The longer-term goal is 30 million tourists a year, backed by new hotels, airport upgrades and Mediterranean mega-projects such as Ras El Hekma.
Officials say the sector has held its momentum despite the war between Israel and Iran unsettling the region. Bloomberg reported in mid-June that Cairo still expects a record 2026.
Tourism is one of Egypt’s four main sources of foreign currency, alongside remittances, the Suez Canal and exports. Every extra million visitors eases pressure on a balance of payments the IMF still watches closely.
The industry is also a huge employer across hotels, guiding, transport and crafts. Its receipts arrive in hard currency, which Egypt needs more than almost anything else.
What could slow the run
Regional escalation remains the obvious risk, as flight cancellations can empty resorts within weeks. Egypt’s own capacity is the quieter constraint, with hotel rooms, not demand, capping growth in peak season.
Competition is not standing still either. Morocco, Türkiye and the Gulf are chasing the same European travellers with new capacity of their own.
There is also the economy beneath the boom. The IMF recently trimmed Egypt’s growth forecast even as tourism outperformed, a reminder that one strong sector cannot carry the whole recovery.
Sustaining the run will demand steady nerves and steady pricing. Tourists forgive many things, but not feeling squeezed.

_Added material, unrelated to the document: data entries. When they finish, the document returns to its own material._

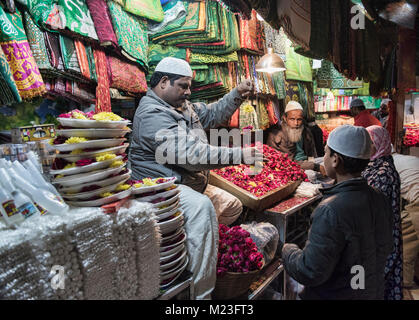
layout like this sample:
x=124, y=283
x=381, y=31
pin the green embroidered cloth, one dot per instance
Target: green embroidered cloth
x=298, y=67
x=131, y=32
x=69, y=54
x=156, y=52
x=150, y=9
x=39, y=10
x=202, y=58
x=37, y=43
x=328, y=77
x=76, y=17
x=174, y=16
x=8, y=90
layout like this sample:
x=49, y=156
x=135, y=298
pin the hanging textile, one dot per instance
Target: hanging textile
x=8, y=90
x=201, y=58
x=248, y=116
x=69, y=54
x=262, y=114
x=102, y=22
x=157, y=52
x=275, y=38
x=295, y=17
x=37, y=43
x=125, y=76
x=250, y=32
x=150, y=9
x=39, y=10
x=131, y=33
x=16, y=48
x=91, y=60
x=103, y=96
x=53, y=49
x=328, y=77
x=174, y=11
x=298, y=67
x=270, y=108
x=267, y=10
x=76, y=17
x=195, y=21
x=82, y=59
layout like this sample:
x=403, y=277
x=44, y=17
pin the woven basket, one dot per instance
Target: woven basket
x=233, y=284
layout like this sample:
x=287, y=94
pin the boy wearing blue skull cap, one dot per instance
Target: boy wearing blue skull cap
x=351, y=231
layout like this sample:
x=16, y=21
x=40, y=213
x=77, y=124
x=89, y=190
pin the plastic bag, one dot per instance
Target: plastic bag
x=266, y=237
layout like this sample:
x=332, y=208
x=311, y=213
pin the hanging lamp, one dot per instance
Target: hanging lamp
x=270, y=62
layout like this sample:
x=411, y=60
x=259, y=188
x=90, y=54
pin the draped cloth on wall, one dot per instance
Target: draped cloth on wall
x=295, y=18
x=102, y=22
x=298, y=66
x=126, y=76
x=8, y=89
x=76, y=17
x=174, y=11
x=53, y=49
x=37, y=43
x=82, y=59
x=103, y=96
x=250, y=31
x=69, y=54
x=131, y=32
x=18, y=53
x=328, y=77
x=150, y=9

For the continent, Egypt is becoming the counterexample: proof that African tourism can scale when the anchor attraction, the airlift and the exchange rate all pull in the same direction. Few markets manage to line up all three at once.

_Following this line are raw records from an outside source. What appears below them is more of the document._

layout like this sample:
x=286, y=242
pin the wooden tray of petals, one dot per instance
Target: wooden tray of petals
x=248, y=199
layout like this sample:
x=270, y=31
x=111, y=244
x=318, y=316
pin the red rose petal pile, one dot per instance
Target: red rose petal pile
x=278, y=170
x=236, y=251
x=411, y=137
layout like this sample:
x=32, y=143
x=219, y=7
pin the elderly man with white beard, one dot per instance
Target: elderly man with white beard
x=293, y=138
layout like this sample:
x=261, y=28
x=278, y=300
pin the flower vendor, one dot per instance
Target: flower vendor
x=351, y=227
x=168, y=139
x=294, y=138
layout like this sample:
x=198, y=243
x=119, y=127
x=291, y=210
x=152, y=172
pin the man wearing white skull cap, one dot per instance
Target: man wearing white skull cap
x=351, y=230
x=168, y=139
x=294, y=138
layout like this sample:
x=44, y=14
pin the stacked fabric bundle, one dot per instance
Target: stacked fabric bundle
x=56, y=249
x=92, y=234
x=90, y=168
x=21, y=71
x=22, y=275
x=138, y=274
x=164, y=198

For now, though, the industry’s trajectory is unmistakable. Egypt is converting its antiquities into its most reliable modern export, and this year is on course to prove it.

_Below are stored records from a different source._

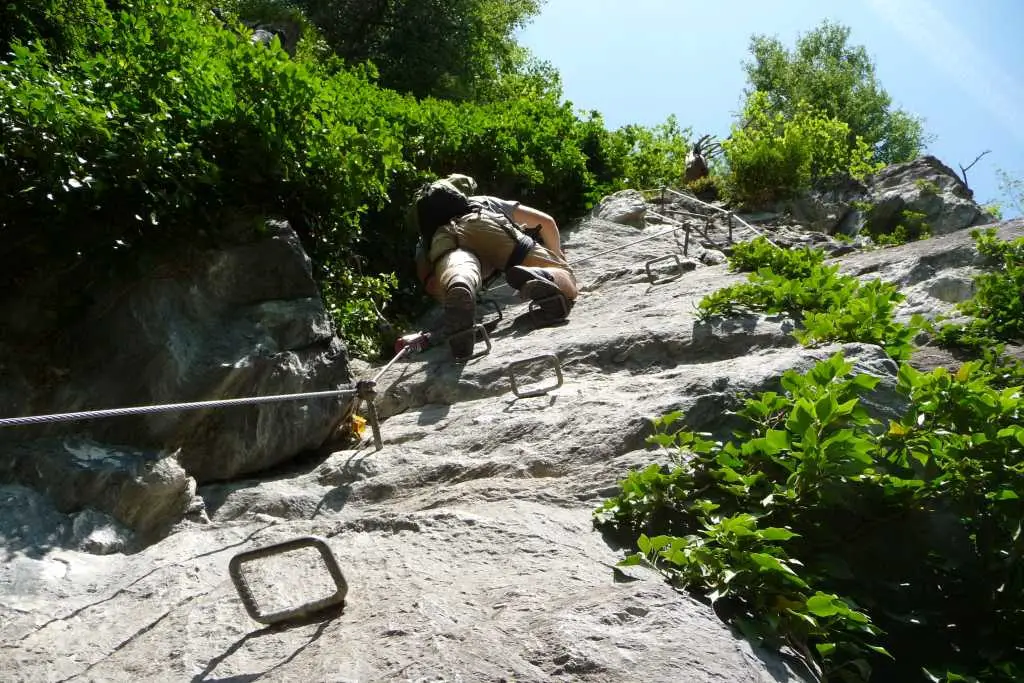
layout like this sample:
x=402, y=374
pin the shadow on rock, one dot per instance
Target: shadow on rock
x=431, y=415
x=324, y=617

Frequently asked questions
How many tourists has Egypt received in 2026 so far?
Official figures show 6.1 million visitors in the first four months of 2026, up 7 percent on the same period of 2025 and a record for that stretch, after first-quarter arrivals grew 15.6 percent year on year.
What is the Grand Egyptian Museum?
Opened near the Giza pyramids in November 2025, it houses more than 100,000 artifacts, including the complete Tutankhamun collection shown together for the first time, and draws about 15,000 visitors a day.
What is Egypt’s tourism target for 2026?
The government is aiming for roughly 21 million arrivals in 2026, about 10.5 percent more than the record 19 million of 2025, with a longer-term goal of 30 million annual visitors.
Why is Egypt’s tourism growing despite regional conflict?
Officials credit improved security, a weaker pound that makes trips cheaper, new resort capacity on the Red Sea and the pull of the Grand Egyptian Museum, and they still expect a record year despite the Middle East war.